Helen Craddock Perkin (25 February 1909 – 19 October 1996) was an English pianist and composer, best known today for her association with John Ireland during the 1920s and 1930s.[1]
Early career
Perkin was born in Hackney, London, the youngest of six children. Her mother was a pianist, and from the age of 11 she took lessons from Arthur Alexander. At 16 she entered the Royal College of Music, continuing her lessons with Alexander, and subsequently (through the Octavia Travelling Scholarship),[2] studied orchestration with Anton Webern in Vienna and piano with Eduard Steuermann.[3] She first took composition lessons from John Ireland in 1927, and in 1930 won the Cobbett Competition with her one movement Phantasy Quartet.[4] That year she was the soloist in Prokofiev's Third Piano Concerto at the RCM, conducted by Malcolm Sargent. By then she was broadcasting regularly as a pianist, with a repertoire that soon stretched from Haydn and Schubert through to Ibert, Ravel, Berg and Egon Wellesz.[5]
Meanwhile, Ireland was working on his own piano concerto with Perkin in mind as the soloist.[1] He dedicated his Piano Concerto in E♭ to her and she performed its premiere on 30 October 1930 at the Queen's Hall Proms. There are musical references to her Phantasy Quartet in the first movement. She was also the soloist for the first performance of Ireland's Legend in 1934, again at Queen's Hall.[6]
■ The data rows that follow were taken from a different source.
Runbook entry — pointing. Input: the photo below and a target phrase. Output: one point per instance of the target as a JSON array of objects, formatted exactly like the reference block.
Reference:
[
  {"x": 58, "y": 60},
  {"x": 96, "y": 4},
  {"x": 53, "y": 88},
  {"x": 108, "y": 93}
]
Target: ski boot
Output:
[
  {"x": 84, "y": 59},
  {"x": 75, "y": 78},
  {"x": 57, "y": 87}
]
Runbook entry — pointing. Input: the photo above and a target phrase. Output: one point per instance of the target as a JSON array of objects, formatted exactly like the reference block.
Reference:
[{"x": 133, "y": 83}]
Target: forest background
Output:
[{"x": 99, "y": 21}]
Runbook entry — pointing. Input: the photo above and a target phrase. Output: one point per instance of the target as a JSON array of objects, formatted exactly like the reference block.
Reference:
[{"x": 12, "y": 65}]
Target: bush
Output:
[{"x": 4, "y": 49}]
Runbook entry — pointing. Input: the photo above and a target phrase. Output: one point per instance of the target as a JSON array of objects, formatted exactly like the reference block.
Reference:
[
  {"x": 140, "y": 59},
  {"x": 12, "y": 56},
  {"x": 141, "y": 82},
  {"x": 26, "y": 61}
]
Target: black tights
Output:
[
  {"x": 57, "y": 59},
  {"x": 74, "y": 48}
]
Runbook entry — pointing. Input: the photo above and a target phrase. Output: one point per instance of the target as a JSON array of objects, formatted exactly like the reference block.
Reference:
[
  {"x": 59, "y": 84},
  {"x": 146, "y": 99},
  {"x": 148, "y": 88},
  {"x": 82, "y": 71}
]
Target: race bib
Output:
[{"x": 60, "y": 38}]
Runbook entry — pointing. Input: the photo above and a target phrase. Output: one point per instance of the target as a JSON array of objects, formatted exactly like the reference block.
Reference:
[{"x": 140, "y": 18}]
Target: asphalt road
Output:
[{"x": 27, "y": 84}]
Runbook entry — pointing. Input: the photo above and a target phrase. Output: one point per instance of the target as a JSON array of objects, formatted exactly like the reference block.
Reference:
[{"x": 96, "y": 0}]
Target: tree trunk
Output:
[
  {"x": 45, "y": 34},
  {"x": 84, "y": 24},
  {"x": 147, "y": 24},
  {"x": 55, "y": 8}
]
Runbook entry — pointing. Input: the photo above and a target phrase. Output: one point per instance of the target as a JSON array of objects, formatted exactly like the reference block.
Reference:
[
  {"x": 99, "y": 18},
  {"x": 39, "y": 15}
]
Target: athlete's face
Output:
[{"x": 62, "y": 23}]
Break with John Ireland and wartime
Fiona Richards suggests that Ireland's relationship with Perkin was "a demanding and possessive one", and she later confessed "the situation became so impossible that a break had to be made".[7] The rift was hastened by her marriage in 1935 to the avant garde architect George Mountford Adie (1901-1989), after which the two ceased to communicate for many years.[1] Ireland eventually removed the dedication to her in the score of the Piano Concerto, and wrote her increasingly vitriolic letters in the 1950s.[6]
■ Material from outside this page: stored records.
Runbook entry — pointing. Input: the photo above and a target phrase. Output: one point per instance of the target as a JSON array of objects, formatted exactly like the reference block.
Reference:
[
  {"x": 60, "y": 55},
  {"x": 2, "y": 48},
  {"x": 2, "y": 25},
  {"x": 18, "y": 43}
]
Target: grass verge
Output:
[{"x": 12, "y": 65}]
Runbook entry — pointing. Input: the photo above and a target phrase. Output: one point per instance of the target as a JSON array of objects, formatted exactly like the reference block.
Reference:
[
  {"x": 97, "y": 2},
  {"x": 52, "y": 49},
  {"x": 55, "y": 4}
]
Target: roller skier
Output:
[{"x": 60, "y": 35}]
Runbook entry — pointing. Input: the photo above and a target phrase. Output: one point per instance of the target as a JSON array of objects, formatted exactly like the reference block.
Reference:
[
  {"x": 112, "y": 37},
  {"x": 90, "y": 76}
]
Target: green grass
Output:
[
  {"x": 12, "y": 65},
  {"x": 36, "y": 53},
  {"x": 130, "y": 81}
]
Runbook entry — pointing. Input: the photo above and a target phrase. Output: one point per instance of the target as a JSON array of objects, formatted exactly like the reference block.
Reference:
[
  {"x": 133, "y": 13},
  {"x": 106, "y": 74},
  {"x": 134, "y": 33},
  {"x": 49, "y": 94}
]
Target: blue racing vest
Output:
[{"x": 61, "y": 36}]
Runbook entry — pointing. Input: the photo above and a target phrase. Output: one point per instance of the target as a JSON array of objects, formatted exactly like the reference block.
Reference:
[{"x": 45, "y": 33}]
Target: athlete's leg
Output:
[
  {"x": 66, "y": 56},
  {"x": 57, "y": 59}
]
Three children were born before 1940.[8] During this period she and her husband met the Russian esotericist P D Ouspensky and became followers. During the war Perkin concentrated on bringing up her children. Although she revived both her composition and performing careers after the war, the long break did affect the scope of her opportunities when compared to higher profile contemporaries such as Eileen Joyce and Myra Hess.[1]
Composer
Perkin began gaining notice as a composer from 1928, when her Theme and Variations for piano was broadcast on BBC Radio. She was 19. The following year her prize-winning Phantasy Quartet was performed by the eminent Spencer Dyke Quartet.[9] A Piano Trio followed in 1931, performed at the Societe National in Paris.[8] Her Episode for piano was performed at the Winter Proms on 2 January 1936, with Perkin as soloist.[10] In 1937 a concert of her chamber music was broadcast by the BBC, including the Piano Trio, the Four Preludes for piano (1933) and Spring Rhapsody for violin and piano, with soloist Antonio Brosa.[11] Her Piano Sonata also received its premiere at Queen's Hall in October 1937.[12] There were further large scale piano works after the war, including Eleven Impressions (1947).[1]
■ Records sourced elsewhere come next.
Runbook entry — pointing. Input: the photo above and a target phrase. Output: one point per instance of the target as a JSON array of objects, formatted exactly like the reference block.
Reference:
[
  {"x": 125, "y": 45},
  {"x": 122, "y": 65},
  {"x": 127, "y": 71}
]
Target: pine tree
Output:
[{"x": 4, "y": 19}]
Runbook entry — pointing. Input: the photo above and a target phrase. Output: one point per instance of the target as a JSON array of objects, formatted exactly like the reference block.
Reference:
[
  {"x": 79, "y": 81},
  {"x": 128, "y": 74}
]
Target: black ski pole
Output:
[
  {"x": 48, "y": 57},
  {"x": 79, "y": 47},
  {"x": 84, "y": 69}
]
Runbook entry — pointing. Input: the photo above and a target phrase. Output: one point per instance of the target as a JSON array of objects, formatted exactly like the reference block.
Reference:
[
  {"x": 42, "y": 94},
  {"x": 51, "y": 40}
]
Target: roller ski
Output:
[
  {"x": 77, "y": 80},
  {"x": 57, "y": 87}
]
Other works include two string quartets, and a Cello Sonata in E♭ (1957) with a Serenade movement in five-eight time, performed and broadcast several times with cellist Florence Hooton.[13] The three movement suite for piano Village Fair (1934) is an example of her lighter music. She also composed for film and television (such as The Inward Eye, 1955)[14] and (with choreographer Nesta Brooking, 1906-2006) there were two children's ballets for television: Calamity at Court (1955)[15] and The Wonder Bird (1961).[16] As with John Ireland, Perkin turned to composing for brass band in her later years with three suites that were used as test pieces: Carnival, (1957), Cordell Suite (1959), and Island Heritage (1962).[17][8]
Later career
After World War II Helen Perkin and her husband visited the Russian mystic George Gurdjieff in Paris. Following the death of Ouspensky in 1947 they were increasingly active in the Gurdjieff spiritual movement, first in London (where a fellow member of the movement was Jane Heap), and (from 1965) in Sydney, Australia, where they emigrated and remained for the rest of their lives.[18] They established the Gurdjieff Society of Newport. Recordings of her playing music for Gurdjieff by Thomas de Hartmann were issued on CD under the name Helen Adie.[19] But she was also a Movements teacher and composed music for the Movements as well. Some of this music has been published and privately circulated.[20]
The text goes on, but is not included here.